The BOCHK All Weather Asia Pacific High Income Fund will invest 50% of assets in equity, 39% in US dollar-denominated high yield bonds and another 10% in local currency bonds, according to its model portfolio. In terms of geographic location, assets in Hong Kong and China will take up approximately 51% of assets, followed by 12.3% in Australia and 8.7% in Singapore.
Co-manager Carson Lam said the southbound capital flowing to Hong Kong from the mainland will continue to support the prices of Hong Kong-listed stocks.
However, in 2018, he believes the market will need a “meaningful correction” in order to remain healthy after delivering a 36% return last year, one of the best yearly gains in its history.

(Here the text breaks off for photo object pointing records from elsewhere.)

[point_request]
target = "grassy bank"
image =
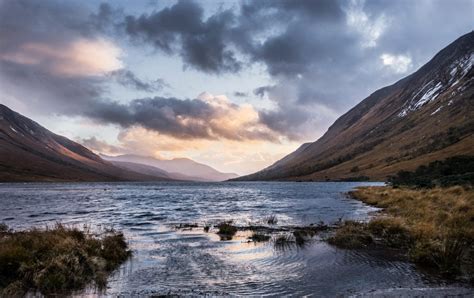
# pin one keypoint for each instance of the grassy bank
(435, 227)
(57, 260)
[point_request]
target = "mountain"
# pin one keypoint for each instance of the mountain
(426, 116)
(30, 152)
(178, 168)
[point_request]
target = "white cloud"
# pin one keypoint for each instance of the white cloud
(82, 57)
(397, 63)
(369, 28)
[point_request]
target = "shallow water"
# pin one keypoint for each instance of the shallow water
(167, 260)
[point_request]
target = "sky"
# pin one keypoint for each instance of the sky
(236, 85)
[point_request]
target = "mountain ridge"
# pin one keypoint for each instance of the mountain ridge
(177, 168)
(30, 152)
(412, 109)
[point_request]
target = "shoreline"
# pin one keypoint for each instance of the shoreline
(433, 228)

Across Asia-Pacific, Lam sees opportunities in cheap stock valuations. “For example, high dividend stocks listed in the Apac region have [on average] a 12x price-to-earnings ratio, which is lower than 16x in Europe and 20x in US. Asia-Pacific is therefore expected to see further upside in stock markets in terms of capital gains,” said Lam.
Apart from valuation, corporate earnings are another criterion that the manager will evaluate for investment opportunities. “As the Apac region has become the powerhouse of global growth, the earnings of corporates are expected to remain robust,” he added.
Apac dividend hunt
In Singapore, he prefers listed real-estate investment trusts (REITs) due to strong liquidity and the variety of REITs available.

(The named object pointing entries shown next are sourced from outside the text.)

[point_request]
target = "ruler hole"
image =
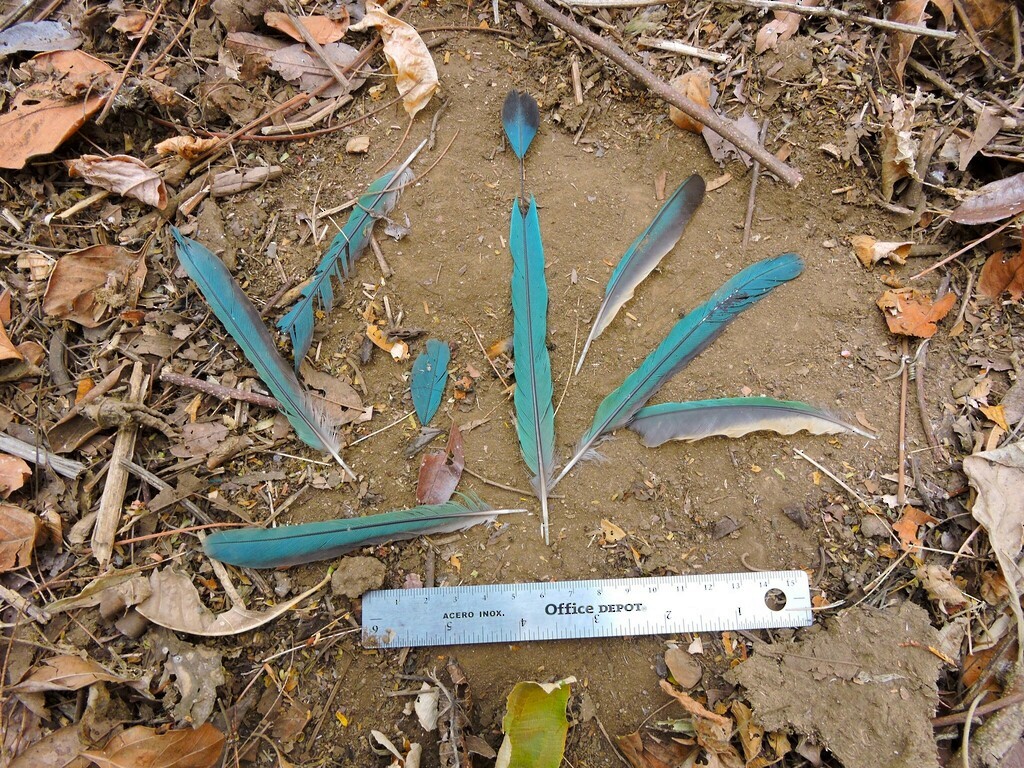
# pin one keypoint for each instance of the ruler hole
(775, 599)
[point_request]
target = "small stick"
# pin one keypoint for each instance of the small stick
(674, 46)
(112, 501)
(131, 59)
(807, 10)
(901, 469)
(752, 198)
(723, 127)
(217, 390)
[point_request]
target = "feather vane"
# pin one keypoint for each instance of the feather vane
(292, 545)
(645, 254)
(534, 391)
(733, 417)
(686, 340)
(379, 200)
(429, 378)
(236, 311)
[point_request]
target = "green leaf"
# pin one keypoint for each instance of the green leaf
(535, 725)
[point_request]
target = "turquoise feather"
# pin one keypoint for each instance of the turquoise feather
(534, 391)
(237, 312)
(347, 246)
(688, 338)
(733, 417)
(291, 545)
(645, 253)
(429, 378)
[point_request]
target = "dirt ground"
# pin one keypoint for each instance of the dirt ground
(715, 506)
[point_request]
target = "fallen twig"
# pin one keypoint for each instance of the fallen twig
(723, 127)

“Compared to Hong Kong, REITs listed on Singapore’s exchange come with various underlying assets — retail, commercial and industrial properties. Some of them even give exposure to real estate projects situated in Hong Kong and China,” he said. “In contrast, only two bigger names are actively traded in Hong Kong. But the dividend payout is not particularly attractive.”
REITs in Singapore have an average payout of 5.51%, higher than Hong Kong’s 4.38%, he added.

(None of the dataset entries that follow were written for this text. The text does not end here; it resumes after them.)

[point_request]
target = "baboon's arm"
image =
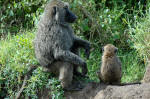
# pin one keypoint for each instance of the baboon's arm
(71, 58)
(83, 43)
(68, 57)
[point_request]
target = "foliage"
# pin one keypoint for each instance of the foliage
(16, 56)
(18, 14)
(140, 35)
(122, 23)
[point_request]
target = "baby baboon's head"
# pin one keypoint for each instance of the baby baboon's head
(60, 12)
(109, 49)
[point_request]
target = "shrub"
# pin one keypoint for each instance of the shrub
(140, 35)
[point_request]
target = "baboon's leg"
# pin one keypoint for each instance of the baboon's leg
(75, 50)
(84, 44)
(66, 74)
(68, 56)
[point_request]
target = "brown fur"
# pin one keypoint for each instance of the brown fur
(55, 43)
(111, 71)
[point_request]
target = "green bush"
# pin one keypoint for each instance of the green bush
(140, 35)
(18, 14)
(16, 57)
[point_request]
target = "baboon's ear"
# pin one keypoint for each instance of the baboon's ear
(54, 10)
(102, 49)
(116, 50)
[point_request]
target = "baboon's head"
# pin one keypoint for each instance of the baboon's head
(59, 11)
(109, 49)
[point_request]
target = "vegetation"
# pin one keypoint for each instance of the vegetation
(122, 23)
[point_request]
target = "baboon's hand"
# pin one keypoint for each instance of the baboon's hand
(87, 50)
(84, 69)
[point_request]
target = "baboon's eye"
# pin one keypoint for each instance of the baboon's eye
(54, 10)
(116, 50)
(102, 49)
(65, 7)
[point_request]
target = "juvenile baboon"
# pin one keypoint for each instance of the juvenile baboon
(146, 78)
(56, 45)
(111, 70)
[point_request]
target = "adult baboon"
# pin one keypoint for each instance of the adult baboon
(111, 70)
(56, 45)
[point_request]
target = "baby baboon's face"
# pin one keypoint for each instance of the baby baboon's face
(62, 13)
(109, 48)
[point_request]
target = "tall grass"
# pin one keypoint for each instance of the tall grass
(140, 35)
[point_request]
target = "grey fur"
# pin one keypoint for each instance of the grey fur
(55, 40)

The fund will also target market leaders and monopolies in Singapore, for example in aviation, telecommunications and media, because these companies have a stable dividend payout history.
Lam is also bullish on a few Australian energy providers that are expected to profit from the infrastructure they invested in over the previous years.
Half of the fund’s assets will go to bond investments, mainly in the high-yield space. Ben Yuen, co-manager of the fund, said the outlook for high income opportunities is supported by the potential of appreciation of Asia-Pacific currencies and economic growth.
To hedge to interest rate risk, the bond duration is short compared to other bond funds. It is estimated in the model portfolio that the duration will be around 3.4 years. The fund will also look at some Chinese issuers of US dollar-denominated bonds because they typically give out additional yield to secure the issuance, Yuen said.